The gaseous state approach radiation effect for arriving is bigger;Nearer apart from liquid effluent floss hole, receiving water body is for liquid radionuclide
Dilution situation poorer, the liquid approach radiation effect that the public is subject to is bigger.We are normally run to factory site in evaluation nuclear power plant
During the radiation effect of the surrounding public, superposition above two approach is needed to obtain the dose of radiation caused by the public public around factory site
Maximum individual's Net long wave radiation dosage suffered by crowd.

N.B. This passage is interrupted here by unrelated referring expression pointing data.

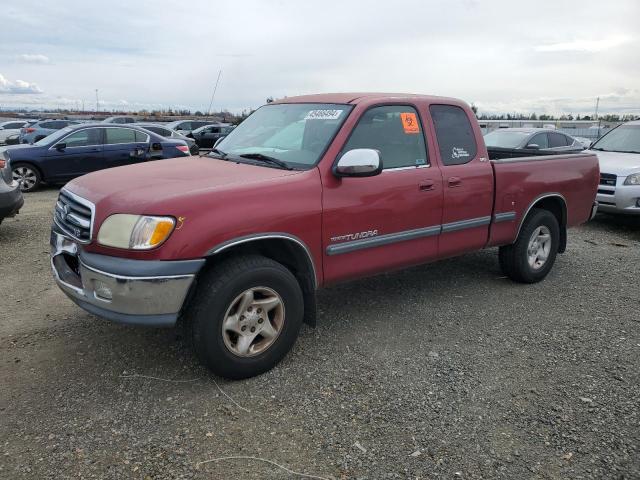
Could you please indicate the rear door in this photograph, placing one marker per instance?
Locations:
(78, 153)
(467, 179)
(124, 146)
(391, 220)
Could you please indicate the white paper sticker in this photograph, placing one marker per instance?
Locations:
(323, 115)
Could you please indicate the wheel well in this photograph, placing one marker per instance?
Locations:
(557, 206)
(288, 253)
(30, 164)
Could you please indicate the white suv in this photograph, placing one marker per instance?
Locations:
(619, 155)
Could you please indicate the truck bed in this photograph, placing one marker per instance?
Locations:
(521, 181)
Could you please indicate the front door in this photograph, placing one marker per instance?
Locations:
(124, 146)
(390, 220)
(76, 154)
(467, 179)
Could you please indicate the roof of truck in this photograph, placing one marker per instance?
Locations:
(357, 97)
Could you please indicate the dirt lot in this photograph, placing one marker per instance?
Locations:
(442, 371)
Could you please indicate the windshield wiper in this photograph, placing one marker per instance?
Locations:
(266, 159)
(219, 153)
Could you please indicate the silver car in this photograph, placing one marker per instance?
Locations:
(532, 139)
(619, 155)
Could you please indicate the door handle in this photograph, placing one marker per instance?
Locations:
(426, 186)
(454, 181)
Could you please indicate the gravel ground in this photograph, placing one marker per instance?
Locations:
(443, 371)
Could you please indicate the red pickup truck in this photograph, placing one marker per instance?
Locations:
(306, 192)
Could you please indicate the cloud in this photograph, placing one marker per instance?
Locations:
(621, 101)
(18, 87)
(585, 45)
(34, 58)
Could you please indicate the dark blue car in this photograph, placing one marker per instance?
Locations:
(74, 151)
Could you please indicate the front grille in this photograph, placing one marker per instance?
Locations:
(74, 215)
(608, 179)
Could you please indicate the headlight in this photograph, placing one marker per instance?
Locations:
(633, 179)
(136, 232)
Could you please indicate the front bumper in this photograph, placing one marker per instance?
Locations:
(619, 199)
(11, 199)
(136, 292)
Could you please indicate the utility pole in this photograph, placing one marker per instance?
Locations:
(597, 105)
(214, 93)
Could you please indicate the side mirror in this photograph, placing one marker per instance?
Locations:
(360, 162)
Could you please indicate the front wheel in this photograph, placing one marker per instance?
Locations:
(246, 315)
(27, 176)
(531, 257)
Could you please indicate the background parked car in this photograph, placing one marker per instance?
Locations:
(619, 156)
(186, 126)
(532, 139)
(119, 120)
(10, 128)
(208, 135)
(166, 132)
(74, 151)
(13, 139)
(10, 196)
(43, 128)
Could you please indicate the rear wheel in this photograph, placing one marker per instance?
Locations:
(246, 315)
(531, 257)
(27, 176)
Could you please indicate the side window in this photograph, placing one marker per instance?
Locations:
(83, 138)
(395, 132)
(540, 139)
(119, 135)
(557, 140)
(141, 136)
(454, 134)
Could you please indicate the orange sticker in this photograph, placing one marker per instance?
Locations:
(410, 123)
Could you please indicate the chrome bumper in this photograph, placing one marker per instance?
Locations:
(124, 293)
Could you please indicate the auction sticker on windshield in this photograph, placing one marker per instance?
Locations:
(323, 115)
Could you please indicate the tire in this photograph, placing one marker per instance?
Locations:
(28, 176)
(518, 261)
(220, 294)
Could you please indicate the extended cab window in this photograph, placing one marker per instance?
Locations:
(557, 140)
(395, 132)
(454, 133)
(539, 139)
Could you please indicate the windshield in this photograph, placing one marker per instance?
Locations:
(502, 139)
(294, 133)
(625, 138)
(54, 137)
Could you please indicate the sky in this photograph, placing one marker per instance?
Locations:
(504, 56)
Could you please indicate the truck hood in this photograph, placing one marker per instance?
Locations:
(140, 187)
(616, 163)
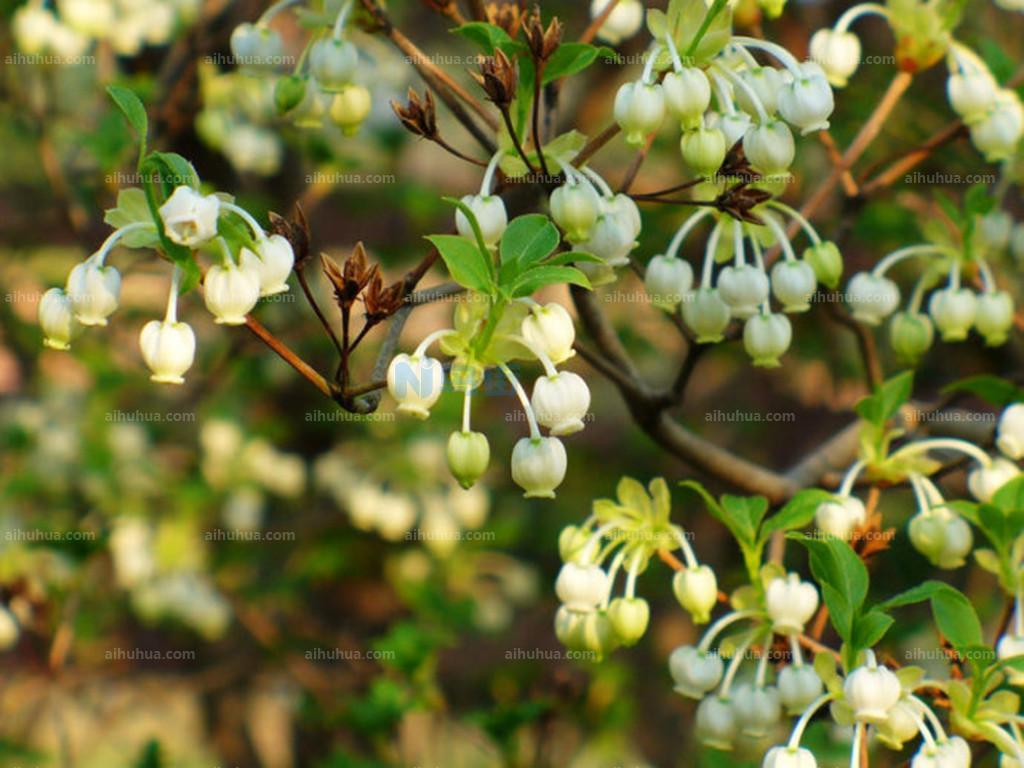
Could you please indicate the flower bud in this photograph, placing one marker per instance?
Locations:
(871, 691)
(770, 148)
(706, 314)
(687, 95)
(807, 102)
(694, 673)
(333, 62)
(941, 537)
(539, 466)
(696, 590)
(716, 723)
(791, 603)
(910, 335)
(983, 482)
(582, 588)
(550, 328)
(838, 53)
(168, 349)
(416, 383)
(871, 298)
(704, 150)
(744, 289)
(799, 685)
(491, 215)
(57, 320)
(757, 710)
(350, 108)
(972, 94)
(1011, 646)
(272, 263)
(668, 280)
(468, 456)
(93, 291)
(574, 207)
(994, 317)
(953, 311)
(624, 22)
(998, 131)
(1010, 437)
(629, 616)
(561, 402)
(639, 111)
(766, 338)
(794, 284)
(826, 261)
(785, 757)
(189, 218)
(230, 292)
(841, 516)
(9, 631)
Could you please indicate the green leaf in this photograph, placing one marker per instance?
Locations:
(571, 58)
(887, 398)
(465, 263)
(134, 113)
(992, 389)
(528, 240)
(532, 280)
(797, 513)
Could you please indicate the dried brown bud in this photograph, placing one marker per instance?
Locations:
(498, 78)
(419, 117)
(296, 231)
(543, 42)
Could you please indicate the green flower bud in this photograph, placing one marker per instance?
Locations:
(826, 261)
(629, 616)
(468, 455)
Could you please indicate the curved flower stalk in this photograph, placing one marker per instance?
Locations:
(246, 263)
(993, 114)
(498, 326)
(325, 81)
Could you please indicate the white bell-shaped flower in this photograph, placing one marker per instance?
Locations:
(491, 215)
(57, 320)
(791, 603)
(694, 673)
(189, 218)
(416, 382)
(550, 328)
(871, 298)
(668, 280)
(539, 466)
(230, 292)
(561, 402)
(582, 588)
(272, 263)
(838, 53)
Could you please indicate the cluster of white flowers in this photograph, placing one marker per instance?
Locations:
(325, 81)
(232, 286)
(994, 115)
(953, 309)
(437, 513)
(71, 28)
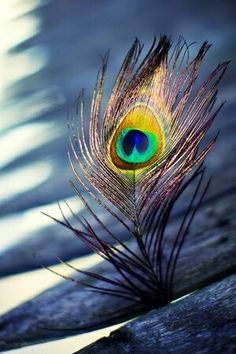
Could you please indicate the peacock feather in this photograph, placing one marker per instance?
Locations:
(138, 158)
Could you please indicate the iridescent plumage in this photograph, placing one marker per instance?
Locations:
(137, 156)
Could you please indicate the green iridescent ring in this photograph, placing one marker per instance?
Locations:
(136, 146)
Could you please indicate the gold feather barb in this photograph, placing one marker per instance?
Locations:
(134, 162)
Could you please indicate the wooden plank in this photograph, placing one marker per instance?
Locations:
(204, 322)
(207, 256)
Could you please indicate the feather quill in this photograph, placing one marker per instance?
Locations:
(135, 160)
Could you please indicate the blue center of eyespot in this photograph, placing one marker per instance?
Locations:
(136, 146)
(134, 139)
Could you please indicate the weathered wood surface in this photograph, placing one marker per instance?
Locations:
(209, 254)
(204, 322)
(72, 38)
(73, 61)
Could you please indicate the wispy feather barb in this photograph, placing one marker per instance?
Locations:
(137, 155)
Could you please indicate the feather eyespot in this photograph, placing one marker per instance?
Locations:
(139, 139)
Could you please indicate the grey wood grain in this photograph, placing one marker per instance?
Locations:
(204, 322)
(207, 256)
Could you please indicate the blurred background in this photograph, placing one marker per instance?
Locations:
(49, 51)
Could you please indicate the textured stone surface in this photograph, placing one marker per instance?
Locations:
(204, 322)
(207, 256)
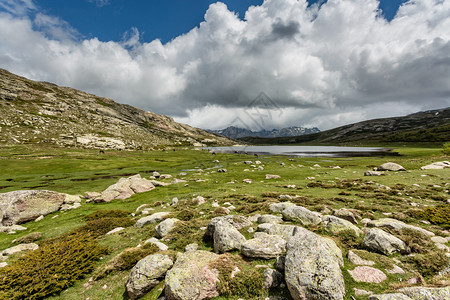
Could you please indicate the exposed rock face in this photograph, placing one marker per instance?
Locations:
(302, 215)
(146, 274)
(334, 225)
(381, 241)
(367, 274)
(227, 237)
(264, 246)
(125, 188)
(237, 222)
(163, 228)
(437, 166)
(21, 206)
(156, 217)
(191, 277)
(390, 167)
(312, 269)
(396, 224)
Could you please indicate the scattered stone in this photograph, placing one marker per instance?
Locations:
(390, 167)
(346, 215)
(227, 237)
(264, 246)
(381, 241)
(396, 224)
(157, 243)
(312, 269)
(272, 278)
(191, 277)
(124, 188)
(154, 218)
(163, 228)
(302, 215)
(367, 274)
(146, 274)
(115, 230)
(437, 166)
(270, 219)
(357, 260)
(335, 225)
(373, 173)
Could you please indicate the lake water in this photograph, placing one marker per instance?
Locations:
(306, 151)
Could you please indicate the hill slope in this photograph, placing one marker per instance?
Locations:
(235, 132)
(41, 112)
(427, 126)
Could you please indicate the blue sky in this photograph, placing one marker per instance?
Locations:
(155, 19)
(204, 62)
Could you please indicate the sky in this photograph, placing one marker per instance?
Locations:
(245, 63)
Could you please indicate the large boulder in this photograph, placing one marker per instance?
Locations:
(227, 237)
(22, 206)
(191, 277)
(163, 228)
(264, 246)
(125, 188)
(312, 268)
(237, 222)
(146, 274)
(335, 225)
(381, 241)
(302, 215)
(396, 224)
(390, 167)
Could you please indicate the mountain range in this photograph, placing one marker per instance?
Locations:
(41, 112)
(236, 132)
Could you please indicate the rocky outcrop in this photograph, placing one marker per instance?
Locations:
(380, 241)
(22, 206)
(125, 188)
(302, 215)
(146, 274)
(264, 245)
(191, 277)
(312, 270)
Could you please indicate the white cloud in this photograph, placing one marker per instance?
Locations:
(322, 67)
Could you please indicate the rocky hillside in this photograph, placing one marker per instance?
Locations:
(427, 126)
(41, 112)
(236, 132)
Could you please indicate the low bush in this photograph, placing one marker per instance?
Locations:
(56, 265)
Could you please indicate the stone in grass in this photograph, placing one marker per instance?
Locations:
(357, 260)
(312, 268)
(227, 237)
(146, 274)
(264, 246)
(367, 274)
(383, 242)
(302, 215)
(335, 225)
(191, 277)
(163, 228)
(154, 218)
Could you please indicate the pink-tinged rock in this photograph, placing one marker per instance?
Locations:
(367, 274)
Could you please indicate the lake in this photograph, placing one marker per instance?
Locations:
(306, 151)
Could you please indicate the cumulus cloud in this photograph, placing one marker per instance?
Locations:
(322, 66)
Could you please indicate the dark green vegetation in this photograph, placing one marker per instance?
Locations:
(431, 127)
(76, 171)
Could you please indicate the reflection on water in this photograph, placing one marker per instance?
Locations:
(306, 151)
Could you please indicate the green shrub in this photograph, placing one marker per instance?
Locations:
(446, 149)
(99, 214)
(438, 215)
(56, 265)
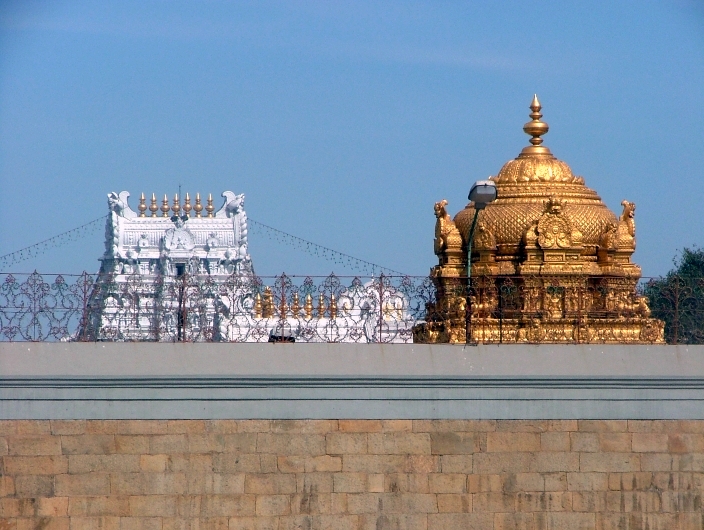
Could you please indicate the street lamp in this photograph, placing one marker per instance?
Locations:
(482, 193)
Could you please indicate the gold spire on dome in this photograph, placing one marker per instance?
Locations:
(536, 129)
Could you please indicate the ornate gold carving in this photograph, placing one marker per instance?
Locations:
(153, 207)
(198, 207)
(550, 262)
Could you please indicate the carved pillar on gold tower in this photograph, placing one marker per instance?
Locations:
(550, 262)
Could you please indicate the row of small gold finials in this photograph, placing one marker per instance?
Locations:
(176, 207)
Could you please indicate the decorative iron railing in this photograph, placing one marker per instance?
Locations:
(237, 308)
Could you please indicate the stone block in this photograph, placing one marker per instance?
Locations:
(515, 482)
(228, 505)
(454, 425)
(34, 486)
(555, 481)
(504, 442)
(563, 425)
(101, 427)
(34, 445)
(270, 484)
(447, 483)
(102, 505)
(514, 521)
(132, 444)
(603, 425)
(522, 425)
(376, 483)
(649, 442)
(140, 523)
(587, 442)
(658, 462)
(142, 427)
(454, 503)
(456, 464)
(231, 463)
(589, 501)
(35, 465)
(107, 463)
(168, 444)
(359, 426)
(304, 426)
(374, 463)
(685, 443)
(494, 502)
(185, 426)
(615, 442)
(609, 462)
(255, 523)
(398, 443)
(397, 425)
(587, 481)
(555, 441)
(153, 463)
(345, 443)
(291, 444)
(570, 521)
(465, 521)
(227, 426)
(59, 427)
(349, 482)
(95, 523)
(152, 506)
(291, 464)
(30, 427)
(448, 443)
(88, 444)
(148, 483)
(324, 463)
(272, 505)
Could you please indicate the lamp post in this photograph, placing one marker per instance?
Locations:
(482, 193)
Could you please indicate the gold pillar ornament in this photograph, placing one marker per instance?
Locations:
(550, 262)
(198, 207)
(153, 206)
(176, 208)
(187, 206)
(165, 206)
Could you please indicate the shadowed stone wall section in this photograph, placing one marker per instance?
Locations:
(352, 474)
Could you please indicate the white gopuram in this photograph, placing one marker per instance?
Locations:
(183, 273)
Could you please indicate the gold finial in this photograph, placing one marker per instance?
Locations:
(142, 206)
(198, 207)
(333, 306)
(187, 206)
(536, 129)
(177, 205)
(295, 305)
(258, 306)
(153, 207)
(321, 306)
(308, 307)
(165, 206)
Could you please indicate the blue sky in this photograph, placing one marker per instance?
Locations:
(343, 122)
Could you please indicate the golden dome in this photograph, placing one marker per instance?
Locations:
(524, 186)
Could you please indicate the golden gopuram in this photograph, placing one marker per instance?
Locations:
(550, 263)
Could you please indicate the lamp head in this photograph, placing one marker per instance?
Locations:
(482, 193)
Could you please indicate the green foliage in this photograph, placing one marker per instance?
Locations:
(678, 298)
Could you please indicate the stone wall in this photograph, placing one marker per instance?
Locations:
(352, 474)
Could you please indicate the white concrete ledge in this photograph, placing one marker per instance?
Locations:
(282, 381)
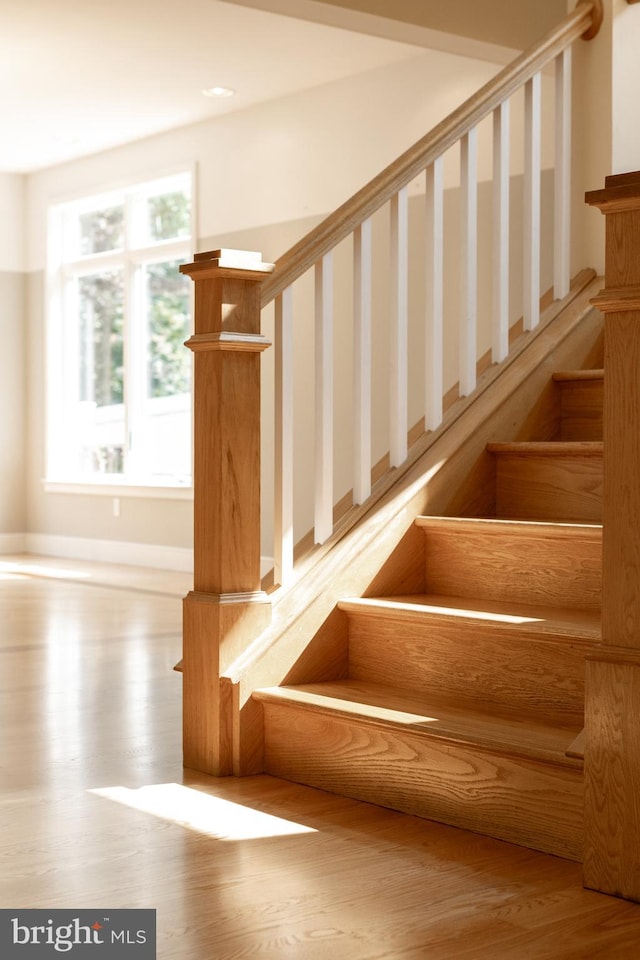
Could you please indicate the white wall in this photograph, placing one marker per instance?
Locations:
(265, 175)
(625, 87)
(12, 361)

China at present in the site of nuclear power plant that builds He run, liquid effluent floss hole and Airborne Effluent floss hole away from
Close, liquid effluent floss hole is often assumed in radiation effect evaluation with Airborne Effluent floss hole in same position, and
Using Airborne Effluent floss hole position as demographic census, resident's recipe and life habit investigation and public's Evaluation of Radiation Dose
Center, the vicinity that the Maximum Individual Effective Dose suffered by the public typically appears at Site Evaluating center can be predicted.
But with developing rapidly for nuclear energy uses, the increasingly increase to nuclear power demand, the addressing scope of nuclear power plant is also gradually
Expand.For some nuclear power plant sites, due to being limited by environmental condition, the liquid effluent that need to be discharged nuclear power plant passes through pipeline
Transport apart from factory site center farther out, discharged in the receiving water body that meets discharge standard.When liquid effluent floss hole and
When Airborne Effluent floss hole is apart from each other, nearby the diet of resident and life habit there may be larger difference to two floss holes
Different, therefore can not simply be superimposed the radiation effect of gaseous state approach and liquid approach.For example, certain nuclear power plant's liquid effluent discharge
Mouth is apart from Site Evaluating center (Airborne Effluent floss hole) 25km, it is obvious that it is assumed that liquid effluent floss hole and gas
Effluent floss hole is carried in same position, and dose evaluation to be carried out using same set of resident's recipe and life habit be improper
, and should individually carry out for the concrete condition such as population distribution, resident's recipe and life habit near liquid effluent floss hole
Analytical calculation.
Content of the invention
In view of liquid effluent of the evaluation method of existing nuclear power plant effluent radiation effect based on existing nuclear power plant
Floss hole and Airborne Effluent floss hole (i.e. at the place of Site Evaluating center) apart from close, it is therefore assumed that liquid effluent discharge
Mouthful with Airborne Effluent floss hole in same position, and do not consider liquid effluent floss hole and Airborne Effluent floss hole away from
From situation farther out, inaccurate to evaluation result in this case so as to cause, it is an object of the invention to provide a kind of nuclear power
The evaluation method of factory's effluent radiation effect, it is adaptable to which liquid effluent floss hole is distant with Airborne Effluent floss hole
Situation.The method comprises the steps:
(1) according to nuclear power plant's floor plan, arrange from described liquid effluent floss hole with described Airborne Effluent
The concrete coordinate for putting mouth determines their relative position and distance.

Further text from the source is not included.